変わりに二振りの薬研藤四郎が手伝いを申し出てくれた。
ありがたい。


まさか暇つぶしに修めていた知識を活用する日が来るとは___。



そこからの決着は思いの外早かった。

あれからすぐに破水し、ほぼ同時に赤子の頭が見え、ドラマのような波乱もなく…いや、場所が道端な時点で十分波乱だけれとも…とにかく案外スルリと元気な男の子が産まれた。

産声を上げた瞬間、達成感と安堵が湧き上がるより先に野次馬の歓声が上がってビビった。

知識があったとはいえ初めての経験だったのだ。

1000年の年の功と秋田の前だという事実がなければぶっちゃけ泣いていたと思う。
それが歓声に驚いて吹っ飛んだのはある意味助かった。だって翼下の子の前でそんな情けない姿は晒せない。
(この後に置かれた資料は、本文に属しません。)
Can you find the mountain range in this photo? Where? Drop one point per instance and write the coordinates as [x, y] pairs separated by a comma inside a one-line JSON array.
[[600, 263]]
とにかく追加のタオルや布を好意でくれた周りの店の店員たちに感謝だ。
母子を暖かく包んでやっと一息吐けた。
母となった彼女と彼女の薬研が手伝ってくれた他所の刀剣や私にお礼を言って頭を何度も下げる。



「やあご苦労様。遅れてごめんね」


______背筋を氷塊が滑った。


赤子を可愛い可愛いと見つめていた秋田もサッと顔色を変えて私を守れる位置に立つ。

そこにいたのは大妖怪切りの刀、源氏の重宝の兄と幽霊切りの脇差。

他にも数人の役人がいて、彼らは担架を持って褥婦の看護にあたっているのでそれ担当のものたちなんだろう。

よりにもよって事情聴取担当の刀があの二振りだ。

目の前に微笑みを浮かべた太刀が立つ。

私が占いで見た光景はこれか……髭切と秋田が対峙している光景、イレギュラーで私がいること以外は見た通りだった。

むしろ私がいることで悪化させた気がする。

人助けの報いがこれとか、ハァーーー???

「僕らも今日は非番だったんだけどねー」

ソウデスカー腹立つわーと心の中で罵りながらこのふわふわ兄の質問に答えて行く。人間に化けるのは私が一番最初に習得した術だ。自信があるし、実際に今まで自分から正体を明かす以外で見破られたことはない。堂々としてれば無問題。

が、秋田の緊張がヤバイ。いざという時に私を守ろうというのか、腰の本体に意識が行きすぎている。

これは不自然だし下手すりゃ勘ぐられる。

トントンと会話の合間に頭を撫でて落ち着かせるが、見上げてくる瞳が不安に揺れている。


そういえば秋田は私の妖怪としての本来の力を知らないのではないだろうか?

大妖怪の地位、広い縄張りと慕ってくれている多くの妖怪たちで察しはつくだろうけど、目の前で見せたことはなかったはず。

大丈夫だ。いかに大妖怪切りの刀だろうと、言い方は悪いが刀剣男士は妖怪を切った刀そのものではなくその劣化版……奥の手もあるし、私が負ける相手ではない。

唯一困るのは正体がバレて芋づる式に店にまで調査の手が及ぶことだが、それもまあ怪異対策部所属でない限りあり得ないだろう。


「あ、自己紹介が遅れたね。僕は政府の怪異対策部所属、源氏の重宝 髭切さ」


……やっべ。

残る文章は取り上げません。